Private sales: privacy sì, ma dipende

L’Alta Corte inglese riconosce che ci sono dei limiti alla riservatezza sui nomi dei contraenti

«Calanque de Canoubier (Point de Bamer)» (1896) di Paul Signac. Foto Manhattan District Attorney’s Office
Gloria Gatti |

«È nostro!», quel grido di gioia e la luce negli occhi di Rina, nel film di Pupi Avati «Lei mi parla ancora» quando si aggiudica al telefono il lotto 45 («Ritratto dell’avvocato Francesco Righetti» di Guercino), ipotecando la casa e la farmacia, ci ha rammentato perché l’asta è e resterà il sancta sanctorum delle vendite d’arte.

Durante la pandemia il mercato, però, si è fortemente alimentato grazie alle private sales, che con la loro riservatezza hanno permesso ai collezionisti che ne avevano bisogno di vendere in questo momento senza attendere i calendari degli auctioneer e soprattutto al riparo dall’unsold, e agli acquirenti di non trovarsi in una posizione competitiva nell’acquisto dell’opera.

Eccezione fatta per i pochi proprietari di masterpiece, opere contraddistinte da una particolare unicità o rarità, che hanno il «potere contrattuale» di negoziare con la casa d’aste condizioni ad personam (garanzie proprie o di terze parti, irrevocable bid, anticipazioni di parte di prezzo o condivisione dei profitti, abbattimento commissioni, posizionamento in catalogo), i collezionisti accettano di norma condizioni unilateralmente predisposte e imposte dalla casa d’aste, sia per quanto concerne il contratto di conferimento (mandato a vendere), sia per le condizioni di vendita qualificabili come offerta al pubblico ex art 1336 c.c. che diventano il contratto cui il rapporto soggiace.

Le condition of sale prevedono esoneri di responsabilità sulla descrizione dei lotti e sulla loro autenticità.
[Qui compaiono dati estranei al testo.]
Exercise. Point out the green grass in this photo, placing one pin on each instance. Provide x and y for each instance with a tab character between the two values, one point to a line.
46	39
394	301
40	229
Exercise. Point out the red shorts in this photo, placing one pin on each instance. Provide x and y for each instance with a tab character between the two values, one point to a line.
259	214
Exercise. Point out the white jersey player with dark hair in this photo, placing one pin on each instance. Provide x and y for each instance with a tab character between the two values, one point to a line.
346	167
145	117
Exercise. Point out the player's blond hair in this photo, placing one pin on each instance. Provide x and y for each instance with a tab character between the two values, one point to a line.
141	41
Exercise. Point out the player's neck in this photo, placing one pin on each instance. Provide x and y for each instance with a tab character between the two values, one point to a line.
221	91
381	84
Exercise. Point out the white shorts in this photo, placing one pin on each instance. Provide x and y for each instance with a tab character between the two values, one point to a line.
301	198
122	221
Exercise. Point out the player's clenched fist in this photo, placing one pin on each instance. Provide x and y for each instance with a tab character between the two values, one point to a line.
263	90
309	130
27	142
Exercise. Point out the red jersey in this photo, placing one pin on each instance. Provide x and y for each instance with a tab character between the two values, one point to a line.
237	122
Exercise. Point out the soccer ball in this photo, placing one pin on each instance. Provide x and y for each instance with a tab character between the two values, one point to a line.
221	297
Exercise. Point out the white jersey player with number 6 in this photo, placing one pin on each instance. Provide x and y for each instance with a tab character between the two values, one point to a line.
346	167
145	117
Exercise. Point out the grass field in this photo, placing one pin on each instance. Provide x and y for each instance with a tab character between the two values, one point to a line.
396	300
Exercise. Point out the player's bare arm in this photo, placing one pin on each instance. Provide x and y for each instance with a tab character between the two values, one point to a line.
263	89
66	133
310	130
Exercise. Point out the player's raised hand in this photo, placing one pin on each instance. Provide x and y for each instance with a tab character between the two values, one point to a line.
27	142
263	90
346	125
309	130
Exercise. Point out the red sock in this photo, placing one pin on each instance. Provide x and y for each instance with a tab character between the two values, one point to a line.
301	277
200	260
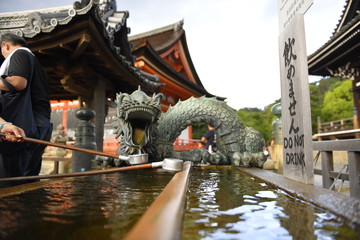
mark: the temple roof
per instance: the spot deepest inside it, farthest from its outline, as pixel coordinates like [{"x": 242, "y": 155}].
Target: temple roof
[
  {"x": 80, "y": 43},
  {"x": 341, "y": 52},
  {"x": 166, "y": 48}
]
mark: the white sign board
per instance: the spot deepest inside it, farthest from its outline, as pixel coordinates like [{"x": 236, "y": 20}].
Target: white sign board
[
  {"x": 289, "y": 8},
  {"x": 295, "y": 103}
]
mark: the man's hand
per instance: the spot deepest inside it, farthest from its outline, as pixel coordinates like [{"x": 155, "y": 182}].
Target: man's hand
[{"x": 13, "y": 133}]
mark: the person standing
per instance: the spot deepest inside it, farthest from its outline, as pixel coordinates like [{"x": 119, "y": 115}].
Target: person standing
[
  {"x": 209, "y": 139},
  {"x": 21, "y": 73}
]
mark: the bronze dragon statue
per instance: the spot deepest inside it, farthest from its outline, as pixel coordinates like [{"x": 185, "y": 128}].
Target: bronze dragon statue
[{"x": 143, "y": 128}]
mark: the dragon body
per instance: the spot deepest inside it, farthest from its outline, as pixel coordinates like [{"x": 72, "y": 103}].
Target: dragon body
[{"x": 143, "y": 128}]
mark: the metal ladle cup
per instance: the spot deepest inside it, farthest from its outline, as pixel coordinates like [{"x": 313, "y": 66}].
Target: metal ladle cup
[
  {"x": 136, "y": 159},
  {"x": 170, "y": 164}
]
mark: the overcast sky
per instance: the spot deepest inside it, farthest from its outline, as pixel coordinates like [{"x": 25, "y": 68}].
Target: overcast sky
[{"x": 233, "y": 43}]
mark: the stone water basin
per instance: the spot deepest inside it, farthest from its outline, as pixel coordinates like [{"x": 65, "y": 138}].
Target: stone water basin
[{"x": 222, "y": 203}]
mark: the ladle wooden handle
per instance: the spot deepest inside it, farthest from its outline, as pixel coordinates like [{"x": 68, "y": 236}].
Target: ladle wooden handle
[
  {"x": 78, "y": 174},
  {"x": 84, "y": 150}
]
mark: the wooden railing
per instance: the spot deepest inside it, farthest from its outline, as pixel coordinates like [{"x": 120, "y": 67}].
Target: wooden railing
[
  {"x": 352, "y": 147},
  {"x": 338, "y": 125},
  {"x": 346, "y": 128}
]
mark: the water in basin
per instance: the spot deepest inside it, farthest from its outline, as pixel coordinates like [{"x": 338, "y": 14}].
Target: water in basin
[
  {"x": 94, "y": 207},
  {"x": 224, "y": 203}
]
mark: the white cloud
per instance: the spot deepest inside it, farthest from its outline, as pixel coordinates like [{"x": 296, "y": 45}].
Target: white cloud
[{"x": 233, "y": 43}]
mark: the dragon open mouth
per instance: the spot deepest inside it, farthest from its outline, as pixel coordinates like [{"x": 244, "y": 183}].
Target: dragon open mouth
[
  {"x": 140, "y": 119},
  {"x": 138, "y": 115}
]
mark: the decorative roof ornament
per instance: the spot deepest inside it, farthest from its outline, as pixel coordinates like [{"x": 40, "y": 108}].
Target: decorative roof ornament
[
  {"x": 345, "y": 72},
  {"x": 29, "y": 24},
  {"x": 107, "y": 8}
]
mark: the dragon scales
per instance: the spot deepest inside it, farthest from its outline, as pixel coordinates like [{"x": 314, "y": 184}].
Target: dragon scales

Le opere sono vendute nello stato di fatto in cui si trovano e quelle delle case d’asta sono «solo opinioni», seppure alcune risalenti sentenze (Tribunale di Roma 5 febbraio 1977 e Corte d’appello di Roma 17 luglio 1979) abbiano dichiarato la nullità delle clausole di esonero da ogni garanzia sullo stato di qualità e autenticità delle cose vendute per conto terzi ex art. 1229 c.c. perché non esplicitamente approvate per iscritto.

In tempi più recenti, però, le principali case d’asta hanno inserito una previsione pattizia che riconosce all’acquirente il diritto contrattuale di ottenere il rimborso del prezzo nel caso in cui un’opera si riveli non autentica entro 5 anni dalla vendita e i disclaimer, contestati nel Regno Unito nel 2012 nel caso Avrora Fine Arts Investment Ltd v Christie, Manson and Woods Ltd, hanno retto al vaglio della Corte, con conferma del principio del caveat emptor.

Per contro le private sales concluse attraverso case d’asta, dealer o galleristi sono regolate da accordi privati, negoziati singolarmente e possono prevedere permute, tempi di pagamento più lunghi ed escrow agreement come garanzia collaterale, e gli accordi teoricamente sono coperti dalla più assoluta riservatezza.

La riservatezza, però, non ha retto davanti alla High Court di Londra: chiamata a pronunciarsi relativamente alla vendita del «Calanque de Canoubier» di Paul Signac (Linda Hickox v Simon Dickinson, Simon C Dickinson Ltd [2020]), ha condannato il noto mercante a rivelare l’identità del compratore e i dettagli della vendita non riconoscendo che «la privacy degli acquirenti e la loro preoccupazione di evitare la pubblicità sulla portata della loro ricchezza e dei loro beni» fosse una considerazione dirimente e una prassi consolidata.